Il 2 Giugno… la festa della Repubblica Italiana

Il 2 Giugno è una giornata di festa nazionale in Italia, istituita per ricordare la proclamazione della Repubblica. Ne lontano 1946 gli italiani con il referendum furono chiamati alle urne per scegliere tra Monarchia e Repubblica. Quest’ultima vinse per due milioni di voti.

Questo referendum istituzionale fu la prima votazione a suffragio universale indetta in Italia e indetto  al termine della seconda guerra mondiale, qualche anno dopo la caduta del fascismo, regime dittatoriale che fu sostenuto dalla famiglia reale italiana per circa vent’anni.

Il risultato della consultazione popolare venne ratificato ufficialmente il 18 giugno 1946, quando la Corte di Cassazione dichiarò la nascita della Repubblica Italiana.
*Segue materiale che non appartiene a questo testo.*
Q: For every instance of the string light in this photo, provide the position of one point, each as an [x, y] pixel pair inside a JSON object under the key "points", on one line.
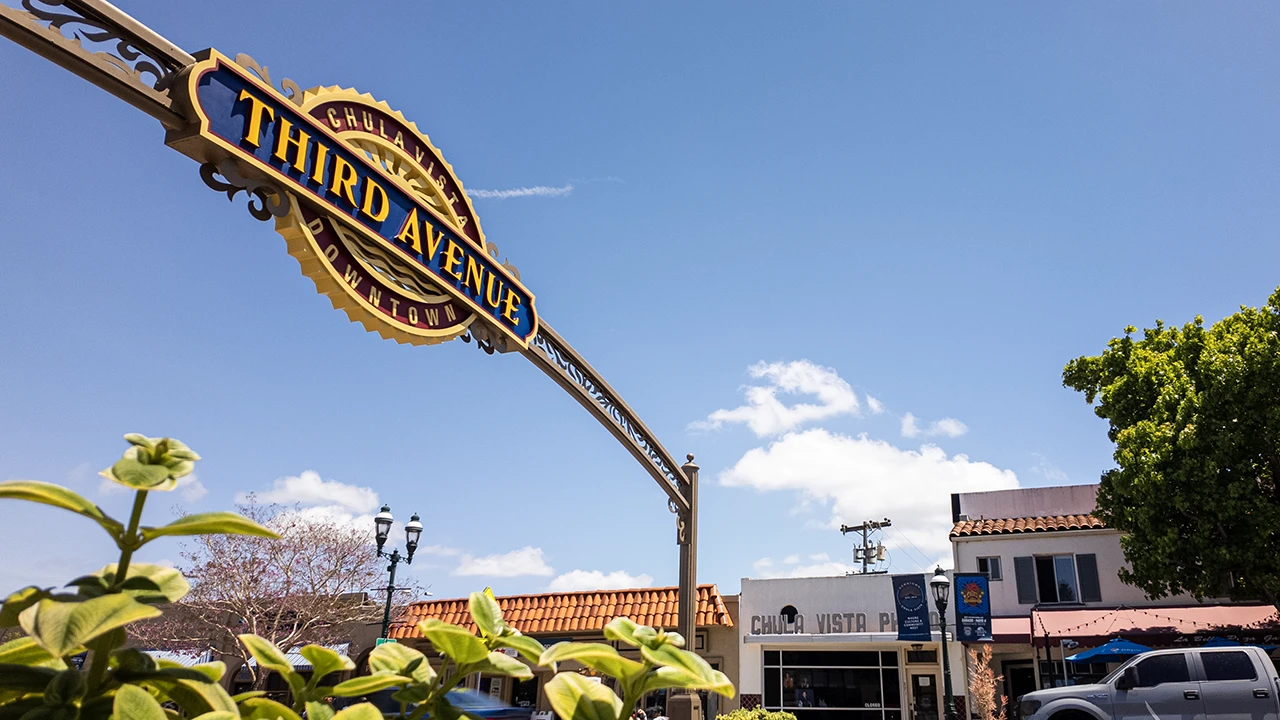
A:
{"points": [[1269, 623]]}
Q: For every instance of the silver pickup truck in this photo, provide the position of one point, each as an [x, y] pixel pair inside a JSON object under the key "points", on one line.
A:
{"points": [[1232, 683]]}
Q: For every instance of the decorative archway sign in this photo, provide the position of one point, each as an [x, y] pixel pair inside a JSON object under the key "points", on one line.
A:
{"points": [[370, 209]]}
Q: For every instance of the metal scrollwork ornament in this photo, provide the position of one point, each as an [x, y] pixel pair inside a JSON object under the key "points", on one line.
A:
{"points": [[288, 87], [272, 200]]}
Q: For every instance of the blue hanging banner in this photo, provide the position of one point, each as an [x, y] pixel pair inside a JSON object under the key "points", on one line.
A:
{"points": [[973, 607], [913, 607]]}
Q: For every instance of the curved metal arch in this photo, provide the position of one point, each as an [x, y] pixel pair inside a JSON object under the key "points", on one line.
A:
{"points": [[561, 363], [108, 48]]}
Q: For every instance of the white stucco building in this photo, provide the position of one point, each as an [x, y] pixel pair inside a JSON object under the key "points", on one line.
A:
{"points": [[1055, 587], [827, 648]]}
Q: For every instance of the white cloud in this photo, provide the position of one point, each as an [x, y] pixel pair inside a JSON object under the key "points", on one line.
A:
{"points": [[310, 491], [949, 427], [767, 415], [859, 478], [438, 550], [1048, 470], [191, 488], [525, 561], [598, 580], [536, 191]]}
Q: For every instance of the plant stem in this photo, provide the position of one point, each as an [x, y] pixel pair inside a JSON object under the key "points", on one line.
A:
{"points": [[131, 540]]}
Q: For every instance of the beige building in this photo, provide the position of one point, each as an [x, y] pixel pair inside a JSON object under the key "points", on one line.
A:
{"points": [[1055, 588], [580, 616]]}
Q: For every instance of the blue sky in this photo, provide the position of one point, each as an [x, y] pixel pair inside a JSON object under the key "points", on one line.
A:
{"points": [[903, 218]]}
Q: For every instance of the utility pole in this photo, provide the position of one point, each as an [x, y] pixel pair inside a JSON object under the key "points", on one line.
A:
{"points": [[867, 552]]}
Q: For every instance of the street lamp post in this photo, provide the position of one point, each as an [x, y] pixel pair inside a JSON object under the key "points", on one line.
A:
{"points": [[941, 586], [382, 528]]}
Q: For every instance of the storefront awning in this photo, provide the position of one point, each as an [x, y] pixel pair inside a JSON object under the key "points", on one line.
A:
{"points": [[1011, 630], [1161, 625]]}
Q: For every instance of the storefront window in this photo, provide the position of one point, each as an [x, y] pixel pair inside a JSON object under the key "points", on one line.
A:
{"points": [[833, 684]]}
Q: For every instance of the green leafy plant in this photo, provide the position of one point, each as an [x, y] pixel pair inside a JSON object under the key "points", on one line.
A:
{"points": [[39, 680]]}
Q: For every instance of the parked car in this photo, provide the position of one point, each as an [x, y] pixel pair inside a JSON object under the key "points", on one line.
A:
{"points": [[1238, 683], [471, 702]]}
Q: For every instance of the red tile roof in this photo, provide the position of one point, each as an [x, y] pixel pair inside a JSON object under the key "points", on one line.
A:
{"points": [[1006, 525], [574, 611]]}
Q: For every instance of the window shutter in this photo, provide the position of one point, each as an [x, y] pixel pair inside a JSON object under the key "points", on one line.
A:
{"points": [[1087, 565], [1024, 568]]}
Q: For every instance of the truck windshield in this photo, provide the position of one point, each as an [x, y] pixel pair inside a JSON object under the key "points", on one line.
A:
{"points": [[1115, 673]]}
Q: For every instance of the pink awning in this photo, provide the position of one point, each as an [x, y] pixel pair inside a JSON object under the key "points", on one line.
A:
{"points": [[1011, 630]]}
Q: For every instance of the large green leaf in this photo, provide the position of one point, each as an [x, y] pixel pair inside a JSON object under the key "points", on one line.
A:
{"points": [[27, 651], [319, 710], [154, 584], [136, 474], [136, 703], [63, 627], [17, 709], [62, 497], [366, 684], [266, 654], [195, 697], [680, 678], [210, 524], [453, 641], [53, 712], [324, 661], [575, 697], [597, 656], [219, 715], [361, 711], [394, 657], [26, 678], [526, 646], [264, 709], [65, 688], [487, 614], [19, 601], [499, 664]]}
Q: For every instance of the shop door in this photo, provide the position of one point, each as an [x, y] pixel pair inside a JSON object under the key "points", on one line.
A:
{"points": [[1019, 680], [924, 697]]}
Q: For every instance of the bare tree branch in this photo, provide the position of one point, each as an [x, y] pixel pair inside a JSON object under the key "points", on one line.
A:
{"points": [[309, 587]]}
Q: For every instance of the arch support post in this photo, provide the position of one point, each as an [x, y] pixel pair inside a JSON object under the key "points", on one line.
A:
{"points": [[688, 705]]}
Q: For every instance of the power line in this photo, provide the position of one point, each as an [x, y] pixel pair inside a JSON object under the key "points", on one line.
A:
{"points": [[918, 554], [868, 554]]}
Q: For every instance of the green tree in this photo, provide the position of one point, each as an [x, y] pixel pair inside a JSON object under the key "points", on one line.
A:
{"points": [[1194, 417], [39, 682]]}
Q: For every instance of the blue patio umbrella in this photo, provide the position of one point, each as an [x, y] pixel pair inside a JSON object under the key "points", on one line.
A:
{"points": [[1118, 650]]}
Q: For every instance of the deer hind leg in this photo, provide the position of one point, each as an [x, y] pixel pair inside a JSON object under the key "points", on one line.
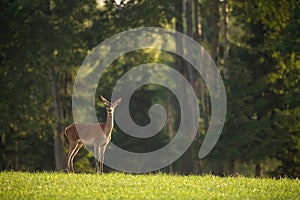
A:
{"points": [[96, 154], [73, 150], [77, 148], [72, 147], [102, 151]]}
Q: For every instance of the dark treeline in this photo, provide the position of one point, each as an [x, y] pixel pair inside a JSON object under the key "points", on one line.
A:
{"points": [[255, 45]]}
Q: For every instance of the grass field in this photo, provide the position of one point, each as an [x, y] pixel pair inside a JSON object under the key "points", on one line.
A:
{"points": [[20, 185]]}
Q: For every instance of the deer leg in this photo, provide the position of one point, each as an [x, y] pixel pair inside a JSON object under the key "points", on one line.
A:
{"points": [[72, 147], [96, 154], [102, 150], [77, 148]]}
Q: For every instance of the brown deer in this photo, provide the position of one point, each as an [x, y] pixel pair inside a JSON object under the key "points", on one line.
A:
{"points": [[91, 135]]}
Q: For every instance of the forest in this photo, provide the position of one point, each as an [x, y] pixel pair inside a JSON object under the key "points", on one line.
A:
{"points": [[255, 45]]}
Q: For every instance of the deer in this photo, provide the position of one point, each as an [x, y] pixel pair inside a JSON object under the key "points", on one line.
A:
{"points": [[91, 135]]}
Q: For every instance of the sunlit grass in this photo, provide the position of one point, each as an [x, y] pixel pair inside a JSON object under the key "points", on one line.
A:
{"points": [[20, 185]]}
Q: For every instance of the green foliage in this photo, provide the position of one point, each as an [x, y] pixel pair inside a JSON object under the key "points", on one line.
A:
{"points": [[262, 124], [16, 185]]}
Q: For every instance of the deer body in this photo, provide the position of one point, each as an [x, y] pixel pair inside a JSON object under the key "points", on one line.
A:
{"points": [[96, 135]]}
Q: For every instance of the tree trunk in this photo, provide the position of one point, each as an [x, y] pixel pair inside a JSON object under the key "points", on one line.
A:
{"points": [[215, 18], [59, 153], [170, 123]]}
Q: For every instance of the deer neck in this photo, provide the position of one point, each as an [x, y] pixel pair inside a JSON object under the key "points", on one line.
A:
{"points": [[109, 124]]}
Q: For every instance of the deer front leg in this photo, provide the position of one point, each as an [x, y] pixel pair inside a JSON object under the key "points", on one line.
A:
{"points": [[102, 151]]}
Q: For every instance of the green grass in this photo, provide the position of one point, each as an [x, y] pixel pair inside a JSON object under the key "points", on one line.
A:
{"points": [[20, 185]]}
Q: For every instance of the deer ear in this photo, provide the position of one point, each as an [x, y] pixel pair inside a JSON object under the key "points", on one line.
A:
{"points": [[104, 100], [118, 101]]}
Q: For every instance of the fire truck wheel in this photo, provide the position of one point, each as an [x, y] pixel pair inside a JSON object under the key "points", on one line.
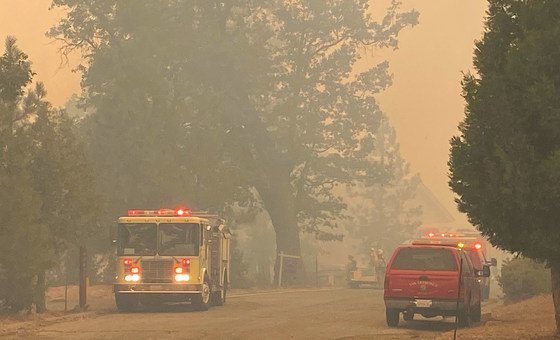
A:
{"points": [[219, 298], [126, 302], [202, 301], [476, 314]]}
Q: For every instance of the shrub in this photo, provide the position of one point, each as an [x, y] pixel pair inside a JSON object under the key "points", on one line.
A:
{"points": [[522, 278]]}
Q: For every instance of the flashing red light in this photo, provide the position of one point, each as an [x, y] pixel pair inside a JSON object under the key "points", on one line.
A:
{"points": [[182, 212], [163, 212]]}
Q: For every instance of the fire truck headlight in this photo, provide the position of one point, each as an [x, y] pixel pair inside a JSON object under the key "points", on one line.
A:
{"points": [[182, 277], [132, 278]]}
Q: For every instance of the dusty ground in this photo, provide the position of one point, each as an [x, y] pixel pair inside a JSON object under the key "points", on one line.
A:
{"points": [[299, 314], [529, 319]]}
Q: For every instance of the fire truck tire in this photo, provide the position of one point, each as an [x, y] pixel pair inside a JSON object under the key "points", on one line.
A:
{"points": [[126, 302], [202, 301], [219, 298]]}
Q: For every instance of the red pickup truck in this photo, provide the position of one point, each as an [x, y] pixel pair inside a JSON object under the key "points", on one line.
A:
{"points": [[432, 280]]}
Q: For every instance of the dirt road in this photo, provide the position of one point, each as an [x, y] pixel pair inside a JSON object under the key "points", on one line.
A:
{"points": [[290, 314]]}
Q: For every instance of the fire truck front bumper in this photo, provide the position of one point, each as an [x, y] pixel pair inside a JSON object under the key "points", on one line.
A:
{"points": [[157, 288]]}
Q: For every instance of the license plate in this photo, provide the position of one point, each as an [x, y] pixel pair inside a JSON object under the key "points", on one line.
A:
{"points": [[423, 303]]}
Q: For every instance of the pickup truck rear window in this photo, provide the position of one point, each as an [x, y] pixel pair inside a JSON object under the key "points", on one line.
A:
{"points": [[437, 259]]}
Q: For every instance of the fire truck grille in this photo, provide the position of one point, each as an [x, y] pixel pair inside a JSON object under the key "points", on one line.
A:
{"points": [[157, 271]]}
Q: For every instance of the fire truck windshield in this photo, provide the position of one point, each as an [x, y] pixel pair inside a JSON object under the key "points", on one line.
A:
{"points": [[179, 239], [149, 239], [137, 239]]}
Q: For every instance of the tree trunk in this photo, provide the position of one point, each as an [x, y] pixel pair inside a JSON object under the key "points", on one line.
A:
{"points": [[555, 280], [40, 288], [279, 201]]}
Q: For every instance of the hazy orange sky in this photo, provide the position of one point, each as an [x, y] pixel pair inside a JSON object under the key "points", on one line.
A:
{"points": [[424, 103]]}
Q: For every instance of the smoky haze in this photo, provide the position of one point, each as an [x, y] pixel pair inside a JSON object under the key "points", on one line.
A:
{"points": [[423, 104]]}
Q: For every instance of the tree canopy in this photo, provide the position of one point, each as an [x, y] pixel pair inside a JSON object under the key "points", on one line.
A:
{"points": [[47, 202], [208, 102], [505, 164]]}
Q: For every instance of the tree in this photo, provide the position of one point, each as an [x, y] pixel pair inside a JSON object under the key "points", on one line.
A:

Nonostante l’Italia uscì distrutta dal secondo conflitto mondiale, cercò di riprendersi e cominciare la ricostruzione, civile, politica ed economica.

La penisola italiana, fin dalla sua nascita avvenuta nel 1861, era una monarchia parlamentare. i Savoia avevano regnato tra alti e bassi per ben ottantacinque anni, attraverso quattro re (Vittorio Emanuele II, Umberto I, Vittorio Emanuele III e Umberto II). Con il referendum del 1946 il popolo Italiano decise di trasformare la nazione in una repubblica, ritenendo Casa Savoia troppo compromessa con il fascismo e la guerra.

In occasione di questa giornata, il cerimoniale della manifestazione viene organizzato a Roma e si articola in tre momenti.

La mattina del 2 Giugno il Presidente della Repubblica si reca insieme alle altre massime cariche dello Stato (Presidente del Senato, Presidente della Camera e Presidente del Consiglio) all’Altare della Patria, luogo dedicato all’unità e alla libertà della patria, per deporre una corona di alloro al Milite Ignoto.

Successivamente avviene al suggestiva parata militare in via dei Fori Imperiali, dove l’Esercito Italiano, assieme alla Marina e all’Aereonautica, sfilano per tutto il lungo tragitto della via. Il momento più toccante e significativo della cerimonia è quando passano sopra il Colosseo e sul Vittoriano la Pattuglia Acrobatica Nazionale, meglio noto con il nome di Frecce Tricolori che, con fumi tricolori, dipingono nel cielo azzurro di Roma la bandiera nazionale italiana.

La festa del 2 giugno è un modo anche di celebrare le forze armate che esprimono una componente vitale della Nazione, in quanto servitrici in ogni momento delle istituzioni e del popolo italiano.La festa poi si conclude nel pomeriggio con l’apertura dei giardini del Quirinale a pubblico con l’esecuzione di brani musicali da parte delle bande delle Forze Armate dello Stato: un modo per rendere tale palazzo più vicino agli Italiani, facendolo sentire come se fosse, usando una definizione dell’ex Presidente della Repubblica Carlo Azeglio Ciampi, “la casa di tutti gli Italiani”.

La prima parata militare dell’Italia repubblicana si svolse nel lontano 1948: fu una parata fatta in tono minore, poiché consistette in un semplice schieramento di reparti in piazza Venezia; solo due anni dopo, nel 1950 si decise di svolgere la sfilata militare lungo la magnifica cornice dei Fori Imperiali. Per oltre un ventennio, tra gli anni ’70 e gli anni ’90, la parata si svolse in tono minore, sia a causa delle ristrettezze economiche (stiamo parlando dei tempi della cosiddetta austerity) sia a causa di un antimilitarismo imperante negli anni ’80 e ’90. Fu il presidente Ciampi nel 2001 a voler reintrodurre la parata ai Fori.